Round-Up
Sunday’s New York Times magazine features a cover story by Jeffrey Rosen on Justice Stevens entitled, “The Dissenter.” It includes a long personal biography, some of the Justice’s thoughts on his colleagues, and his reflections on controversial decisions, like Roe v. Wade.
Here’s another review of The Nine to add to the list: Michiko Katutani weighs in on the book for the New York Times book review, praising its lively and informative tone. Also, NPR offers this audio interview with the author, Jeffrey Toobin. On the blogs, Dorf On Law has a post about an incident recorded in Toobin’s book in which Justice Scalia may or may not have called Justice Thomas “a nut.”
Tony Mauro’s post on the Chief Justice’s reentry into the Stoneridge case is available here.
Orin Kerr comments on Tom’s post, “A True Rightward Turn?” at the Volokh Conspiracy.

Rosen closes his opening paragraph with, “According to the gossip among Supreme Court law clerks, the level of tension among the justices is higher than at any point since Bush v. Gore in 2000.”
This melodramatic statement is necessarily unfounded and unreliable and does a disservice to the Court for the sake of thematic exposition. First, Rosen’s assertion is misguided. Anyone who has witnessed the Justices’ interactions on a daily basis from inside the Court — and this includes every law clerk — would agree that their relations are unfailingly friendly and collegial. One would be hard-pressed to find a more genial working group of ideologically diffuse minds in the country (to say nothing of the other branches of government). Rosen is speaking in relative, not absolute, terms, of course, but employing phrases like “level of tension” and citing Bush v. Gore reeks of alarmism that is plainly unfounded.
Second, the very premise of Rosen’s assertion is flawed. Almost without exception, law clerks serve for one Term. How exactly, then, do they make longitudinal observations stretching across Terms — six Terms, in fact, if the comparison is to Bush v. Gore? Furthermore, any such conclusions are necessarily unreliable, as they would have to be based on hearsay from prior years’ clerks and be drawn through comparing intangible concepts like “level[s] of tension.”
Third, Rosen’s statement requires that he have interviewed an OT 2006 law clerk (ideally more than one, to provide a meaningful sample size); otherwise, he has no valid foundation for comparing past Terms to the most recent Term. Yet I find it exceedingly hard to believe that any OT 2006 law clerk spoke to Rosen, particularly given that such a clerk would almost certainly have had to do so while still working at the Court.
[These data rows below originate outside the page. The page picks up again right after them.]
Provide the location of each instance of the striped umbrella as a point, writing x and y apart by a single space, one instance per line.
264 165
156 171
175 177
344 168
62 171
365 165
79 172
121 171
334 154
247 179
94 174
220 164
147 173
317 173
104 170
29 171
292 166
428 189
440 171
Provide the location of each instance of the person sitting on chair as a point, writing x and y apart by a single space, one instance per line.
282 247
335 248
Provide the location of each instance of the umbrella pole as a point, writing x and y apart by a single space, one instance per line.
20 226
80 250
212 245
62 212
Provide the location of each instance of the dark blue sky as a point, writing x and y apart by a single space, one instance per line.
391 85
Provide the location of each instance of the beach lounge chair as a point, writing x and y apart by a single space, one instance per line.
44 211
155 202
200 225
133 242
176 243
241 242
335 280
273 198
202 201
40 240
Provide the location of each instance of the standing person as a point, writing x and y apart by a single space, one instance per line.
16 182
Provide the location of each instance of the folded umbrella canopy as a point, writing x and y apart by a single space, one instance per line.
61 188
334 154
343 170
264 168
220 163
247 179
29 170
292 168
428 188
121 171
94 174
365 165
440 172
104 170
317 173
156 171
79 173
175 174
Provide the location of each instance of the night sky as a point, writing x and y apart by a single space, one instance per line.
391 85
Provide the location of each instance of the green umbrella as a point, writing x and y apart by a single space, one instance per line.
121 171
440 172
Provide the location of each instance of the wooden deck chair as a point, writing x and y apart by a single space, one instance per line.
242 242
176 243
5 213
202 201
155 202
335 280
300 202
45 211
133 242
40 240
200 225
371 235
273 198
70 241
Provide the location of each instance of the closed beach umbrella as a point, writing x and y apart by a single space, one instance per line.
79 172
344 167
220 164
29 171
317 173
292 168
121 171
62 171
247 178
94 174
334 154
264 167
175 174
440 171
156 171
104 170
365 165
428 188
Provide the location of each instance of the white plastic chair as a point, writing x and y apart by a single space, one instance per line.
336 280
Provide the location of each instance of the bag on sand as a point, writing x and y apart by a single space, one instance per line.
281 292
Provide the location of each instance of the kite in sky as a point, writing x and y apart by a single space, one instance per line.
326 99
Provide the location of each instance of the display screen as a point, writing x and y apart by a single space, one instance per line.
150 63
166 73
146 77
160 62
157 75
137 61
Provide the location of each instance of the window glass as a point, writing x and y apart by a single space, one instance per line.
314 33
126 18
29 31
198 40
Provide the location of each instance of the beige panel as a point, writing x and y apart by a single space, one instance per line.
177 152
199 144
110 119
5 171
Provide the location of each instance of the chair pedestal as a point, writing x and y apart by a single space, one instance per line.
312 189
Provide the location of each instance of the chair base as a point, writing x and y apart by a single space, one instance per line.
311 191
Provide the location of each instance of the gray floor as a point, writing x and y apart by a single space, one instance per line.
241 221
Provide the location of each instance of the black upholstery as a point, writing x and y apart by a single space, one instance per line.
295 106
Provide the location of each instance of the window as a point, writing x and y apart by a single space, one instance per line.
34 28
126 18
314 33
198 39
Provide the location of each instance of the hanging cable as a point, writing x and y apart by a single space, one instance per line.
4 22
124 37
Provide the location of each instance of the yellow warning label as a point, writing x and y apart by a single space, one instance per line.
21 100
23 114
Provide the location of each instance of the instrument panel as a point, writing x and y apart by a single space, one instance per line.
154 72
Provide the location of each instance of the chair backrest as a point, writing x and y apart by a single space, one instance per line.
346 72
Clerks are loath enough to speak to journalists, but the reluctance is even more pronounced the closer to one’s Term of service, and surely at its zenith while a clerk is still at the Court (if not a matter of ethical or professional obligation).
That Rosen resorts to unfounded and unreliable assertions in his opening paragraph, simply to advance the rhetoric of the piece, leads me to wonder about the accuracy and substantiation of the rest of the article, which is not what I would expect out of a Times Magazine cover story.